Interest rates – the RBA signalled almost immediately after the election they would look to cut interest rates. One got the feeling they would have liked to cut earlier, but that would have meant the RBA risked becoming political mid-election campaign. Rates were cut in June, July and October. By late November, RBA Governor Philip Lowe hinted at more cuts to come and even money printing if Global events dictated it.

Coming into the March State election, stock levels began to tighten, leaving buyers with limited choice. A symptom of a soft real estate market is excess stock level. At the bottom of the market, stock suddenly tightened as vendor’s held out.  At first, there was a sense the stock would ease after the state election, and then when that didn’t happen, people suggested post Federal Election stock would swell. But the expected surge in stock simply did not come, not even in spring. Booming prices did not tempt an excess of sellers onto the market. Buyers have had historically low listings to choose from during 2019.
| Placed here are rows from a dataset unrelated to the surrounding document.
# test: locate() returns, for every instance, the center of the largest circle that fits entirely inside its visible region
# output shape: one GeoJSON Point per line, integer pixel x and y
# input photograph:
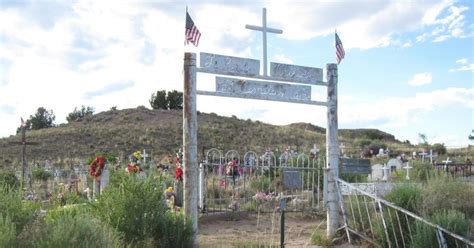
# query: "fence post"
{"type": "Point", "coordinates": [332, 151]}
{"type": "Point", "coordinates": [190, 143]}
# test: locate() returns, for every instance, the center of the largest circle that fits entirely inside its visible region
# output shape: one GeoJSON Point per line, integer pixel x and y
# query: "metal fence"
{"type": "Point", "coordinates": [386, 225]}
{"type": "Point", "coordinates": [253, 182]}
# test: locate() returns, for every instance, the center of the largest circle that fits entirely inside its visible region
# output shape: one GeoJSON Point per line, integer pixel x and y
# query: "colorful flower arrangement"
{"type": "Point", "coordinates": [96, 166]}
{"type": "Point", "coordinates": [263, 197]}
{"type": "Point", "coordinates": [134, 165]}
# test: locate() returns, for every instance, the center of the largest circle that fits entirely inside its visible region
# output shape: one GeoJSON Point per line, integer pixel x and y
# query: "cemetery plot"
{"type": "Point", "coordinates": [257, 183]}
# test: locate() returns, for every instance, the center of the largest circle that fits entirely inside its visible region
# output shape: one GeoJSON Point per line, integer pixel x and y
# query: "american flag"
{"type": "Point", "coordinates": [192, 33]}
{"type": "Point", "coordinates": [339, 50]}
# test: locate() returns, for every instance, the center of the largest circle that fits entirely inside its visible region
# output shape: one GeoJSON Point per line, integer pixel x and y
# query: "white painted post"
{"type": "Point", "coordinates": [201, 186]}
{"type": "Point", "coordinates": [407, 167]}
{"type": "Point", "coordinates": [332, 151]}
{"type": "Point", "coordinates": [264, 30]}
{"type": "Point", "coordinates": [190, 143]}
{"type": "Point", "coordinates": [386, 171]}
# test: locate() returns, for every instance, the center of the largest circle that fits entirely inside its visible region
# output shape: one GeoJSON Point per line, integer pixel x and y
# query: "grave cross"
{"type": "Point", "coordinates": [446, 162]}
{"type": "Point", "coordinates": [264, 29]}
{"type": "Point", "coordinates": [386, 171]}
{"type": "Point", "coordinates": [407, 167]}
{"type": "Point", "coordinates": [145, 156]}
{"type": "Point", "coordinates": [423, 154]}
{"type": "Point", "coordinates": [24, 143]}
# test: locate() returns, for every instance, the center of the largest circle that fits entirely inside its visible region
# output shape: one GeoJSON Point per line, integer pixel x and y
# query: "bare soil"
{"type": "Point", "coordinates": [244, 230]}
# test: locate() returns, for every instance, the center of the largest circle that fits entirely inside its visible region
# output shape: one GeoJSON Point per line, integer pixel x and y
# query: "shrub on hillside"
{"type": "Point", "coordinates": [76, 228]}
{"type": "Point", "coordinates": [8, 178]}
{"type": "Point", "coordinates": [137, 210]}
{"type": "Point", "coordinates": [12, 205]}
{"type": "Point", "coordinates": [407, 197]}
{"type": "Point", "coordinates": [437, 191]}
{"type": "Point", "coordinates": [451, 220]}
{"type": "Point", "coordinates": [7, 232]}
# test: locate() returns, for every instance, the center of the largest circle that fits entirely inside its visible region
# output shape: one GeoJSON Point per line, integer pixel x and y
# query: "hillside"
{"type": "Point", "coordinates": [160, 132]}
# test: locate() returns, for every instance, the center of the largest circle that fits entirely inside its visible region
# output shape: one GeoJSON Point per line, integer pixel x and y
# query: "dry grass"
{"type": "Point", "coordinates": [160, 132]}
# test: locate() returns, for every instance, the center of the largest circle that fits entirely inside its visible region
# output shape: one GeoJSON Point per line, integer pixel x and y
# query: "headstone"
{"type": "Point", "coordinates": [423, 154]}
{"type": "Point", "coordinates": [408, 167]}
{"type": "Point", "coordinates": [145, 156]}
{"type": "Point", "coordinates": [355, 166]}
{"type": "Point", "coordinates": [395, 164]}
{"type": "Point", "coordinates": [292, 179]}
{"type": "Point", "coordinates": [377, 172]}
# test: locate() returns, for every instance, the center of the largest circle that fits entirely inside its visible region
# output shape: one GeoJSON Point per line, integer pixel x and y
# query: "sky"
{"type": "Point", "coordinates": [408, 67]}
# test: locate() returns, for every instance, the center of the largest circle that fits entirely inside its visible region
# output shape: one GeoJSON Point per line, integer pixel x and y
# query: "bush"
{"type": "Point", "coordinates": [137, 210]}
{"type": "Point", "coordinates": [79, 115]}
{"type": "Point", "coordinates": [7, 232]}
{"type": "Point", "coordinates": [41, 174]}
{"type": "Point", "coordinates": [437, 191]}
{"type": "Point", "coordinates": [451, 220]}
{"type": "Point", "coordinates": [75, 228]}
{"type": "Point", "coordinates": [407, 197]}
{"type": "Point", "coordinates": [20, 212]}
{"type": "Point", "coordinates": [8, 178]}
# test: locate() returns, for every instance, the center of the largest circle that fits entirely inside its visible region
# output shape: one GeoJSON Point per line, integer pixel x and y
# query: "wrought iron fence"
{"type": "Point", "coordinates": [231, 182]}
{"type": "Point", "coordinates": [386, 225]}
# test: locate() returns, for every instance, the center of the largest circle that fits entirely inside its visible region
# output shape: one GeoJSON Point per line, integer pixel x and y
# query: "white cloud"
{"type": "Point", "coordinates": [420, 79]}
{"type": "Point", "coordinates": [282, 58]}
{"type": "Point", "coordinates": [465, 66]}
{"type": "Point", "coordinates": [462, 61]}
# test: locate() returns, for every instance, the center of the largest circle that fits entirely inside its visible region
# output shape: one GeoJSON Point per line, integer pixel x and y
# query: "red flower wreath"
{"type": "Point", "coordinates": [96, 166]}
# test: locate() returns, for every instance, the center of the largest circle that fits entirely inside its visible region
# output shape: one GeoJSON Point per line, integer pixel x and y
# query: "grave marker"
{"type": "Point", "coordinates": [355, 166]}
{"type": "Point", "coordinates": [292, 179]}
{"type": "Point", "coordinates": [408, 167]}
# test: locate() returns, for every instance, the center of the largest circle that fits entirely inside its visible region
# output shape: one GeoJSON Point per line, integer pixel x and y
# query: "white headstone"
{"type": "Point", "coordinates": [377, 172]}
{"type": "Point", "coordinates": [386, 173]}
{"type": "Point", "coordinates": [395, 164]}
{"type": "Point", "coordinates": [408, 167]}
{"type": "Point", "coordinates": [104, 179]}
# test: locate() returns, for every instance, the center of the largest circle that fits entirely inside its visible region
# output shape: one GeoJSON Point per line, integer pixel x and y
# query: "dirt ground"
{"type": "Point", "coordinates": [244, 230]}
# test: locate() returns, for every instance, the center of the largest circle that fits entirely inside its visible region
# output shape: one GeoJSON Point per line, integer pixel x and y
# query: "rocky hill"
{"type": "Point", "coordinates": [160, 132]}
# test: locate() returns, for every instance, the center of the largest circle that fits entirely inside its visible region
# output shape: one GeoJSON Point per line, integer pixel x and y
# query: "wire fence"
{"type": "Point", "coordinates": [386, 225]}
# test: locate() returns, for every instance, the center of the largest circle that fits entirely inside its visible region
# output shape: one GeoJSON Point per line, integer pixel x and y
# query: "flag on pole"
{"type": "Point", "coordinates": [339, 50]}
{"type": "Point", "coordinates": [192, 33]}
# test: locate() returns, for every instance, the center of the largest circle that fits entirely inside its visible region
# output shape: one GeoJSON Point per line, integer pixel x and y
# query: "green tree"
{"type": "Point", "coordinates": [42, 119]}
{"type": "Point", "coordinates": [158, 100]}
{"type": "Point", "coordinates": [175, 99]}
{"type": "Point", "coordinates": [79, 115]}
{"type": "Point", "coordinates": [439, 148]}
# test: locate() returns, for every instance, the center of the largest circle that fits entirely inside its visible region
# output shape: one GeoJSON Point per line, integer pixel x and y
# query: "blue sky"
{"type": "Point", "coordinates": [408, 67]}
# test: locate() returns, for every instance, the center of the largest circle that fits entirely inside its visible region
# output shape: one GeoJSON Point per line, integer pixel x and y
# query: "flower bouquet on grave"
{"type": "Point", "coordinates": [134, 166]}
{"type": "Point", "coordinates": [262, 199]}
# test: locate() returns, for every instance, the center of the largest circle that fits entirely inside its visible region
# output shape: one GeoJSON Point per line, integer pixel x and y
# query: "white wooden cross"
{"type": "Point", "coordinates": [423, 154]}
{"type": "Point", "coordinates": [145, 156]}
{"type": "Point", "coordinates": [431, 156]}
{"type": "Point", "coordinates": [408, 167]}
{"type": "Point", "coordinates": [386, 170]}
{"type": "Point", "coordinates": [264, 29]}
{"type": "Point", "coordinates": [341, 147]}
{"type": "Point", "coordinates": [446, 162]}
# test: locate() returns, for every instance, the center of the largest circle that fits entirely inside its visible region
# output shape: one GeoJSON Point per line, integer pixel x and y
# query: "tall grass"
{"type": "Point", "coordinates": [137, 210]}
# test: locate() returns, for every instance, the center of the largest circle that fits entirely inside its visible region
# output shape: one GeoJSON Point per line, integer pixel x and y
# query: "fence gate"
{"type": "Point", "coordinates": [386, 225]}
{"type": "Point", "coordinates": [230, 181]}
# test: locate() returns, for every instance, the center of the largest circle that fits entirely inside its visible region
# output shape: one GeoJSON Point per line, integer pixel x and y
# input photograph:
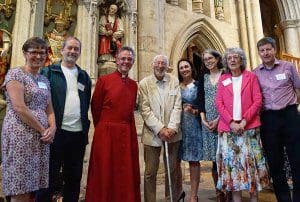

The market recovery was complete when the Core Logic Index in July/August turned positive and buyer sentiment went with it. The fear that had gripped the market between May 2017 and May 2019 was replaced with cheaper credit, easier access to credit and buyers more willing to take on credit.

After the Royal Commission in 2018, banks are lending out more credit than ever before to home buyers. Credit is the reason the property market finishes 2019 in credit both literally and figuratively. The more things change, the more they stay the same.